Igor Gielow: Folha de São Paulo
O incrivelmente protelado afastamento de Eduardo Cunha da
Câmara dos Deputados, que ainda será alvo de intensa disputa, fecha uma
semana de boas notícias na área judicial para Michel Temer. Há várias
incógnitas, contudo, que surgem com o tumulto instalado em Brasília.
O homem que provavelmente assumirá a Presidência interinamente viu o
maior bode político que carregava ser retirado de sua sala. O Supremo se
junta à Procuradoria-Geral da República como fonte de crédito para
Temer.
Antes da decisão da manhã desta quinta (5), o Ministério Público já
havia deixado o hoje vice-presidente fora do rol de prováveis
investigados pela Operação Lava Jato a partir da delação do senador
Delcídio do Amaral (ex-PT-MS), uma lista cheia de figurões do seu PMDB e
que inclui o presidente do PSDB, senador Aécio Neves.

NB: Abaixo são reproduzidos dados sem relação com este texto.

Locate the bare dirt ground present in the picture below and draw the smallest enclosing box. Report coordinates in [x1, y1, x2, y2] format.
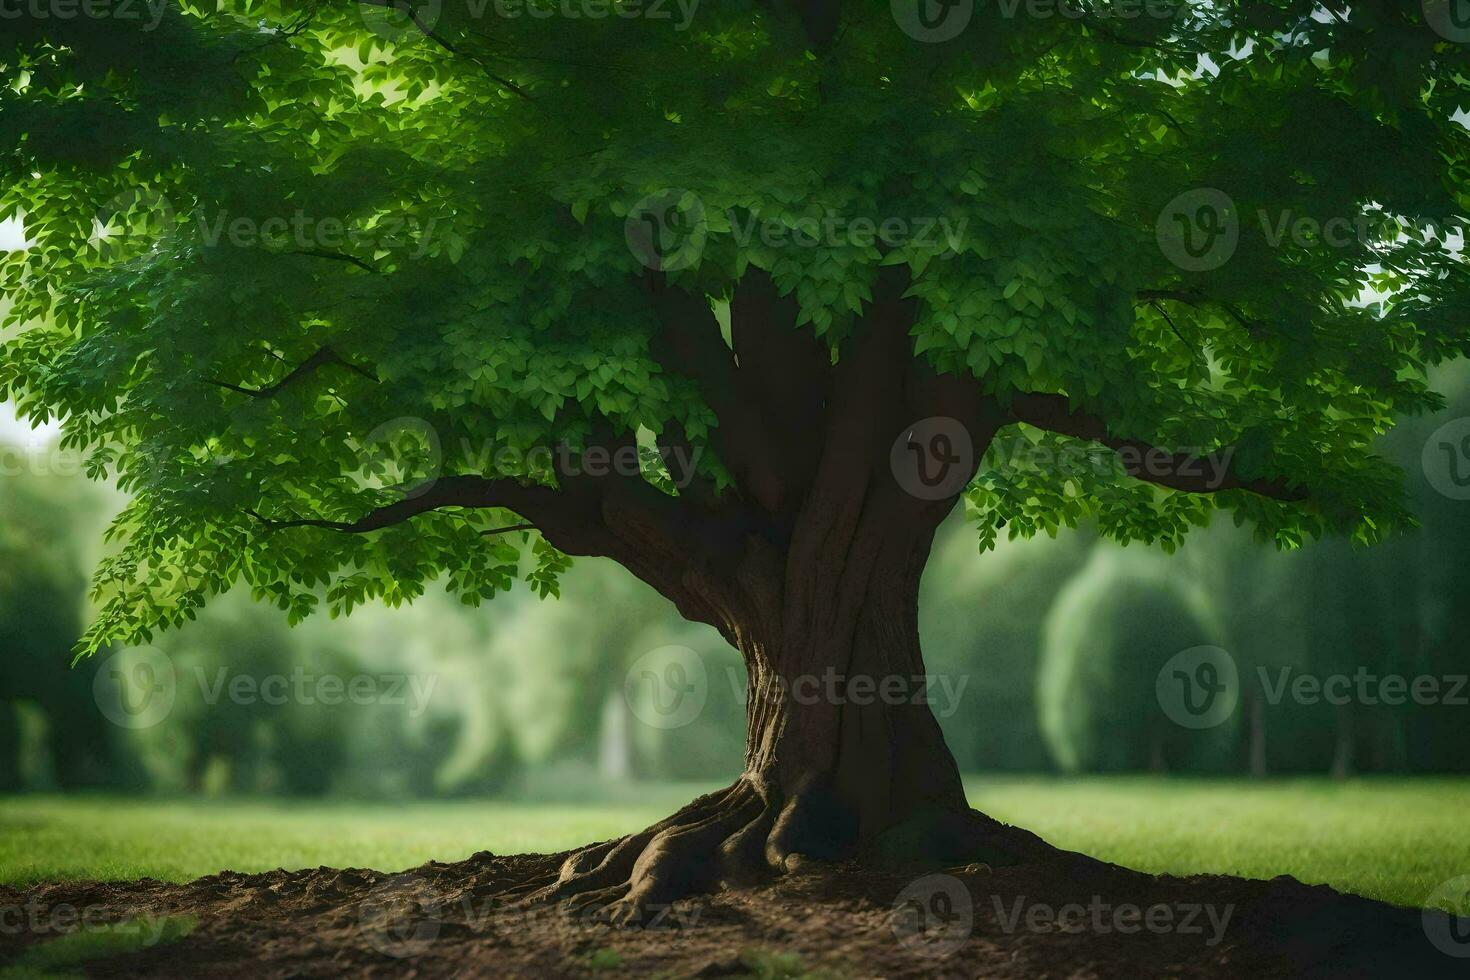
[1, 845, 1463, 978]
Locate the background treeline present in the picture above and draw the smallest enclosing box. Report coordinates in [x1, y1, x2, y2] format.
[2, 364, 1467, 796]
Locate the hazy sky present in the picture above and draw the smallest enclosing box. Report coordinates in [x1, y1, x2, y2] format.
[0, 215, 27, 251]
[0, 403, 59, 448]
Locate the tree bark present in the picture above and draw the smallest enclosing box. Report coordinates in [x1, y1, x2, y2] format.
[524, 476, 1054, 923]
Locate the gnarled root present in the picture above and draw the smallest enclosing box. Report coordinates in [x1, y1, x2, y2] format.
[515, 776, 1063, 927]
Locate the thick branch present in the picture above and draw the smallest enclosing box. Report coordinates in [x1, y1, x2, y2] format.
[728, 269, 831, 514]
[645, 273, 788, 513]
[1007, 392, 1307, 501]
[250, 463, 751, 633]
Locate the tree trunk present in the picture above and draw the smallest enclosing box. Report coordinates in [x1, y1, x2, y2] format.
[515, 269, 1058, 923]
[525, 481, 1053, 923]
[1248, 692, 1268, 778]
[736, 497, 976, 870]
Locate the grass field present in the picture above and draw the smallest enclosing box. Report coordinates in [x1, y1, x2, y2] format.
[2, 777, 1466, 912]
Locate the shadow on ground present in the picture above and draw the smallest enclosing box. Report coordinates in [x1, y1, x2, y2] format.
[0, 846, 1463, 978]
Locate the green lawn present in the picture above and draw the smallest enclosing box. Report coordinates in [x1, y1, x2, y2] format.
[2, 777, 1466, 912]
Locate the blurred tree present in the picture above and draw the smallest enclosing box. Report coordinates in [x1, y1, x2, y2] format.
[922, 514, 1092, 772]
[4, 2, 1467, 916]
[1037, 548, 1236, 773]
[0, 455, 134, 789]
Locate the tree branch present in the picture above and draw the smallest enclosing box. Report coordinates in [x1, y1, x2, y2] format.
[1007, 392, 1306, 501]
[289, 248, 380, 275]
[249, 464, 751, 633]
[1138, 289, 1260, 336]
[357, 0, 534, 102]
[208, 347, 376, 399]
[644, 273, 788, 513]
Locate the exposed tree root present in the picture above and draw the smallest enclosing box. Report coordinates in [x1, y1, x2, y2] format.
[515, 777, 1071, 926]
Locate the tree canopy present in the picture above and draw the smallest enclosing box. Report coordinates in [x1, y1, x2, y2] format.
[1, 1, 1467, 654]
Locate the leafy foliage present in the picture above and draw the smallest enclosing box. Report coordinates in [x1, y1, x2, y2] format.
[1, 1, 1466, 652]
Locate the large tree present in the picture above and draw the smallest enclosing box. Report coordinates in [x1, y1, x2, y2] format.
[2, 1, 1467, 920]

Agora, se Cunha realmente ficar afastado do comando da Câmara, Temer
perderá na hora certa o aliado. Política é uma selva cruel: o processo
do impeachment de Dilma Rousseff foi tocado com mão de ferro por Cunha
na Câmara, para alegria de Temer e da oposição, mas a figura tóxica do
deputado é intolerável para um Temer buscando respaldo na opinião
pública.
Como precisa da Câmara para tocar suas primeiras medidas, confirmado o
afastamento temporário de Dilma pelo Senado na semana que vem, Temer
teria de fazê-lo em conjunto com o político provavelmente mais impopular
do país hoje. Agora, se a decisão provisória de Teori Zavascki for
mantida, não mais.
Os prós da situação acabam aqui para Temer. O presidente que assumirá é o
notório Waldir Maranhão (PP-MA), investigado pela Lava Jato e por
outros crimes que igualmente nega. Membro típico do baixo clero, aquele
estrato parlamentar que impressionou um país que parecia não conhecê-lo
ao declarar seus votos (contra e a favor) na sessão que admitiu o
processo do impeachment, Maranhão agora é um novo e diferente problema
para o provável presidente interino do Brasil: terá de ser controlado
para garantir alguma coesão às iniciativas parlamentares do novo
governo.
Além disso, nada garante que Maranhão não tente atrapalhar a vida de
Temer dando curso a iniciativas como pedidos de impeachment, embora a
teoria indique alinhamento por gravidade. Antigo aliado carnal de Cunha,
o deputado foi seduzido pelo Planalto às vésperas da votação do
impeachment na Câmara e aderiu a Dilma.
Há também uma questão a ser respondida com o tempo, que é o
comportamento do grande contingente de deputados fiéis a Cunha, talvez
uns 150 entre 513 parlamentares. Como o líder deposto irá orientar sua
tropa em relação a Temer?
Na cadeira, o deputado era uma garantia de encaminhamento expresso de
questões acertadas previamente; fora dela, ainda uma incógnita.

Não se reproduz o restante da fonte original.